Virada de chave na agricultura demanda estratégia para milho segunda safra

Momento crucial da sucessão soja-milho exige decisões técnicas precisas e manejo integrado para garantir produtividade e rentabilidade

Virada de chave na agricultura demanda estratégia para milho segunda safra
O período também eleva o risco da ponte verde

A virada de chave na agricultura brasileira concentra desafios na transição entre soja e milho segunda safra, exigindo manejo técnico e tecnológico.

A importância da virada de chave na sucessão soja-milho para a agricultura brasileira

A virada de chave é um momento fundamental para a agricultura brasileira, marcado pela transição da cultura da soja para o milho segunda safra. Segundo Marcos Boel, supervisor de sementes da Conceito Agrícola, o sucesso nesse período depende de uma estratégia integrada que considere a nutrição do solo, o manejo fitossanitário, a escolha de tecnologias e a agilidade no plantio. Essa fase acontece quando a soja ainda está em maturação e ao mesmo tempo o milho começa a ser plantado e emergir, tornando o manejo mais complexo e decisivo para a rentabilidade da propriedade.

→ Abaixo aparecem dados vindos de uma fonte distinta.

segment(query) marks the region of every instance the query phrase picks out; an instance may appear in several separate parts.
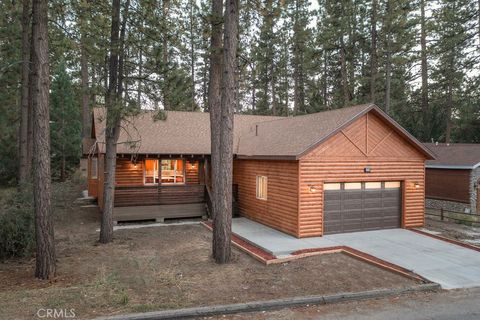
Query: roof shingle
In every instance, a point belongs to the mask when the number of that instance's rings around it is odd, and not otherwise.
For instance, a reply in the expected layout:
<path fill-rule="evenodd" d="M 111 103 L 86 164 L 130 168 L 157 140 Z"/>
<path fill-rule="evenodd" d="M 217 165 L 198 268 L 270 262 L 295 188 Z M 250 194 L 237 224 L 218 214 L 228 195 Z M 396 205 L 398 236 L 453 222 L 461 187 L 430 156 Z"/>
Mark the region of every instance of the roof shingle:
<path fill-rule="evenodd" d="M 480 144 L 425 143 L 437 158 L 427 161 L 427 168 L 473 169 L 480 166 Z"/>

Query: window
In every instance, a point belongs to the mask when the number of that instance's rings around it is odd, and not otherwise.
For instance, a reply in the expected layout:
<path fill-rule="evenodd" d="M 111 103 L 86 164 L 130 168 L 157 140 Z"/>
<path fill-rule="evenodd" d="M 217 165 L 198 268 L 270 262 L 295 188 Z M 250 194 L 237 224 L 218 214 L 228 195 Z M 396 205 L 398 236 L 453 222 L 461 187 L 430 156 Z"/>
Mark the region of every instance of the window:
<path fill-rule="evenodd" d="M 90 159 L 90 179 L 98 178 L 98 160 L 97 157 Z"/>
<path fill-rule="evenodd" d="M 365 182 L 365 189 L 382 189 L 381 182 Z"/>
<path fill-rule="evenodd" d="M 325 183 L 323 185 L 324 190 L 340 190 L 340 183 Z"/>
<path fill-rule="evenodd" d="M 182 159 L 162 160 L 162 184 L 185 183 L 185 164 Z"/>
<path fill-rule="evenodd" d="M 344 185 L 345 190 L 360 190 L 362 189 L 361 182 L 347 182 Z"/>
<path fill-rule="evenodd" d="M 145 160 L 145 184 L 158 184 L 158 160 Z"/>
<path fill-rule="evenodd" d="M 400 188 L 400 181 L 387 181 L 385 182 L 386 189 L 396 189 Z"/>
<path fill-rule="evenodd" d="M 267 177 L 257 176 L 257 199 L 267 200 Z"/>

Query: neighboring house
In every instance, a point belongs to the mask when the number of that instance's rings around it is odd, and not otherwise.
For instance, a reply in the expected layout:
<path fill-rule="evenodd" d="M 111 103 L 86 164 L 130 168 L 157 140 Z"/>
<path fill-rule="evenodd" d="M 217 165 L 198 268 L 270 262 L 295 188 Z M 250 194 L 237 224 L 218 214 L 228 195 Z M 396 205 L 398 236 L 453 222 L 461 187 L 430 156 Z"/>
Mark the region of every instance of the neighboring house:
<path fill-rule="evenodd" d="M 479 213 L 480 144 L 425 145 L 437 155 L 426 163 L 427 207 Z"/>
<path fill-rule="evenodd" d="M 166 115 L 124 121 L 116 221 L 205 214 L 209 115 Z M 89 193 L 100 207 L 103 118 L 96 109 L 89 157 Z M 433 153 L 374 105 L 288 118 L 236 115 L 234 153 L 239 213 L 293 236 L 424 224 L 425 160 Z"/>

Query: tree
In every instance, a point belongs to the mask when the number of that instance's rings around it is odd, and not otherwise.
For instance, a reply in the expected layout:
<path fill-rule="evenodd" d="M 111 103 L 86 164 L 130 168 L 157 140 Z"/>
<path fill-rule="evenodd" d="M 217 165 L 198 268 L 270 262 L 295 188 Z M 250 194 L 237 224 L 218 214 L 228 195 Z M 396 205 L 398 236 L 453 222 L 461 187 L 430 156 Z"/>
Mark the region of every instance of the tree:
<path fill-rule="evenodd" d="M 48 1 L 33 1 L 33 196 L 35 210 L 35 276 L 55 276 L 55 242 L 51 218 L 50 117 L 48 109 Z"/>
<path fill-rule="evenodd" d="M 112 28 L 110 35 L 109 83 L 106 94 L 105 126 L 105 186 L 104 208 L 100 225 L 100 243 L 113 240 L 113 202 L 115 195 L 115 165 L 117 141 L 120 135 L 121 101 L 118 95 L 120 55 L 120 0 L 112 1 Z"/>
<path fill-rule="evenodd" d="M 78 165 L 82 131 L 73 82 L 64 61 L 59 63 L 54 72 L 50 97 L 52 176 L 65 181 L 67 174 Z"/>
<path fill-rule="evenodd" d="M 371 12 L 371 53 L 370 53 L 370 102 L 375 103 L 377 91 L 377 19 L 378 0 L 372 0 Z"/>
<path fill-rule="evenodd" d="M 423 139 L 430 137 L 429 107 L 428 107 L 428 64 L 427 64 L 427 22 L 425 18 L 425 0 L 420 0 L 420 56 L 422 67 L 422 124 Z"/>
<path fill-rule="evenodd" d="M 208 110 L 210 112 L 211 134 L 211 177 L 212 177 L 212 218 L 219 215 L 220 186 L 220 139 L 221 139 L 221 91 L 222 82 L 222 26 L 223 0 L 212 1 L 212 32 L 210 39 L 210 82 L 208 86 Z M 212 245 L 213 256 L 216 257 L 215 238 Z"/>
<path fill-rule="evenodd" d="M 233 183 L 233 113 L 237 103 L 238 0 L 227 0 L 223 36 L 223 75 L 221 89 L 221 127 L 219 172 L 222 177 L 213 218 L 214 259 L 227 263 L 231 257 L 232 183 Z"/>
<path fill-rule="evenodd" d="M 31 31 L 31 1 L 23 0 L 22 6 L 22 88 L 21 88 L 21 112 L 19 129 L 19 168 L 18 184 L 24 185 L 30 177 L 30 168 L 32 159 L 28 152 L 28 123 L 31 117 L 31 99 L 29 95 L 29 77 L 30 77 L 30 31 Z"/>

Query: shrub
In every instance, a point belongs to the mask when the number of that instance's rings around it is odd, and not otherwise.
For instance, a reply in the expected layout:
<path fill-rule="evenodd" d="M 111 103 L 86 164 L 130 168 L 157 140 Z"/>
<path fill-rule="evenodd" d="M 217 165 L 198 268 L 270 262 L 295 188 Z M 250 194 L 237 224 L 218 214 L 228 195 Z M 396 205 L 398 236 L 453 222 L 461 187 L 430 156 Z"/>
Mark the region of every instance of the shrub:
<path fill-rule="evenodd" d="M 7 195 L 0 212 L 0 260 L 25 257 L 35 246 L 31 188 Z"/>

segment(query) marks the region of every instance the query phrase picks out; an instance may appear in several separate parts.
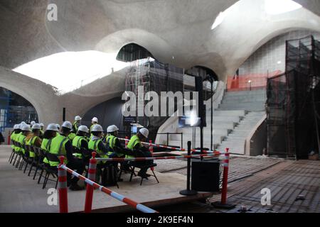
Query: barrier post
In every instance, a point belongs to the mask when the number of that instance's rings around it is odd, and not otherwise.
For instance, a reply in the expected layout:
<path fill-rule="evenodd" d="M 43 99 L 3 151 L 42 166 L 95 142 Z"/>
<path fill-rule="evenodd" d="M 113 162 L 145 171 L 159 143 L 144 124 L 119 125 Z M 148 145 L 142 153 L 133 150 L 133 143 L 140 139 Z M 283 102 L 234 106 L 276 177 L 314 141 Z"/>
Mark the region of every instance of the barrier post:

Desafios técnicos e operacionais enfrentados durante a virada de chave

Durante a virada de chave, os produtores enfrentam desafios técnicos significativos. A soja, apesar de fixar nitrogênio no solo, não fornece quantidade suficiente para as altas produtividades do milho, exigindo complementação nutricional. Além disso, o milho deixa uma palhada rica em potássio, que contribui para o ciclo seguinte. No cenário operacional, a simultaneidade de diferentes estágios das culturas aumenta os riscos, especialmente a migração de pragas como percevejos e lagartas da soja para o milho recém-emergido, fenômeno conhecido como ponte verde.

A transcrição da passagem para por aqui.